Execution Modes — Two Branches, Four Modes

Every model in NeuroBrix can run through two fully independent compute branches, each in a sequential (op-by-op) and a compiled (fused hot-loop) variant — four modes in total. The branches share the same .nbx container and the same Prism placement plan, but they do not share compute code. They are deliberately kept as parallel paths.

Flag Branch Variant Compute substrate
--compiled (default) PyTorch compiled hot-loop torch + cuDNN / cuBLAS / cuFFT
--sequential PyTorch op-by-op torch ATen, one op at a time
--triton Triton compiled hot-loop NeuroBrix @triton.jit kernels + NBXTensor
--triton-sequential Triton op-by-op NeuroBrix @triton.jit kernels, one op at a time

If you pass no mode flag, NeuroBrix runs --compiled.

The PyTorch branch is the pragmatic bridge to the mature PyTorch + NVIDIA-library ecosystem. --sequential is the oracle: it dispatches each ATen op to native PyTorch one at a time, so it is the reference that proves a model's graph and trace are sound. --compiled fuses that same graph into a zero-overhead execution sequence (pre-resolved tensor slots, direct SDPA, integer-indexed memory arena) — this is the production path.

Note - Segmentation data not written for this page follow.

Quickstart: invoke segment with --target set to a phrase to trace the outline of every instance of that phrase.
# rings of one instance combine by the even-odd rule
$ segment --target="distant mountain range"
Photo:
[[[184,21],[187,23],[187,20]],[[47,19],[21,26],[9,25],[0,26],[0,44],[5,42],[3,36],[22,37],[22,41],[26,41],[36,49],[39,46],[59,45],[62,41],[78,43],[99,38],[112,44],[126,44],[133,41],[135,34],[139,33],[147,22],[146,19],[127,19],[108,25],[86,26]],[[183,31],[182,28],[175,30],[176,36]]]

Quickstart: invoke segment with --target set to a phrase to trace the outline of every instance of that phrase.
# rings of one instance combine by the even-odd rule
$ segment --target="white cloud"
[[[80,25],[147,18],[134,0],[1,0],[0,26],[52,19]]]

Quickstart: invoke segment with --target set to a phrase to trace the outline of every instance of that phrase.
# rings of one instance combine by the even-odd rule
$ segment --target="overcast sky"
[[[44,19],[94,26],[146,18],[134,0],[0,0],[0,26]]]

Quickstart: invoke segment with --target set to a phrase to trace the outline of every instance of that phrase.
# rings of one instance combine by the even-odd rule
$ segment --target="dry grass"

The Triton branch is the NeuroBrix value-add: 100% NeuroBrix Triton kernels through NBXTensor, with no torch.*, no cuDNN/cuBLAS on the compute path — hardware-universal and vendor-agnostic. --triton-sequential is the kernel oracle (op-by-op, diffed against the PyTorch oracle to validate each kernel in isolation); --triton is its fused, zero-overhead form.

Which to use:

  • Just run a model → the default (--compiled). Fastest PyTorch path.
  • Vendor-agnostic / no NVIDIA-library lock-in → --triton.
  • Debugging a numerical discrepancy → compare --sequential (PyTorch oracle) against --triton-sequential (kernel oracle) op-by-op.
# Same model, four ways:
neurobrix run --model Sana_1600M_1024px_MultiLing --prompt "a red fox" --output fox.png                      # compiled (default)
neurobrix run --model Sana_1600M_1024px_MultiLing --prompt "a red fox" --sequential        --output fox.png  # PyTorch oracle
neurobrix run --model Sana_1600M_1024px_MultiLing --prompt "a red fox" --triton            --output fox.png  # Triton compiled
neurobrix run --model Sana_1600M_1024px_MultiLing --prompt "a red fox" --triton-sequential --output fox.png  # Triton oracle

All four modes are validated to produce the same output (modulo numerics) for the models in the matrix below. The four mode flags are also available on neurobrix serve and neurobrix upscale.


NeuroBrix Hub & Model Management

Models are hosted on the NeuroBrix Hub and managed locally through a two-tier storage system:

  • Store (~/.neurobrix/store/) — downloaded .nbx archives (compressed)
  • Cache (~/.neurobrix/cache/) — extracted models ready for inference

Browse & Import

# Browse the full hub catalog
neurobrix hub

# Filter by family
neurobrix hub --category IMAGE
neurobrix hub --category LLM
neurobrix hub --category AUDIO
neurobrix hub --category VIDEO

# Search by name
neurobrix hub --search sana

# Import a model (downloads .nbx → extracts to cache)
neurobrix import vendor/model_name

# Import and delete the .nbx archive to save disk space
neurobrix import pixart/sigma-xl-1024 --no-keep

# Force re-import (overwrites existing)
neurobrix import Vendor/Model_Name --force

List & Manage

# List installed models in cache (ready to run)
neurobrix list

# List downloaded .nbx archives in store
neurobrix list --store

# Show system info: installed models, hardware, disk usage
neurobrix info --models

# Remove a model from cache
neurobrix remove Model_Name

# Remove from both store and cache
neurobrix remove Model_Name --all

# Clean everything — free all disk space
neurobrix clean --all -y

How It Works

neurobrix import Vendor/Model_Name --no-keep
  │
  ├─ 1. Download .nbx from neurobrix.es → ~/.neurobrix/store/
  ├─ 2. Extract to ~/.neurobrix/cache/Model_Name/
  ├─ 3. Validate manifest, components, weights
  └─ 4. Delete .nbx from store (--no-keep)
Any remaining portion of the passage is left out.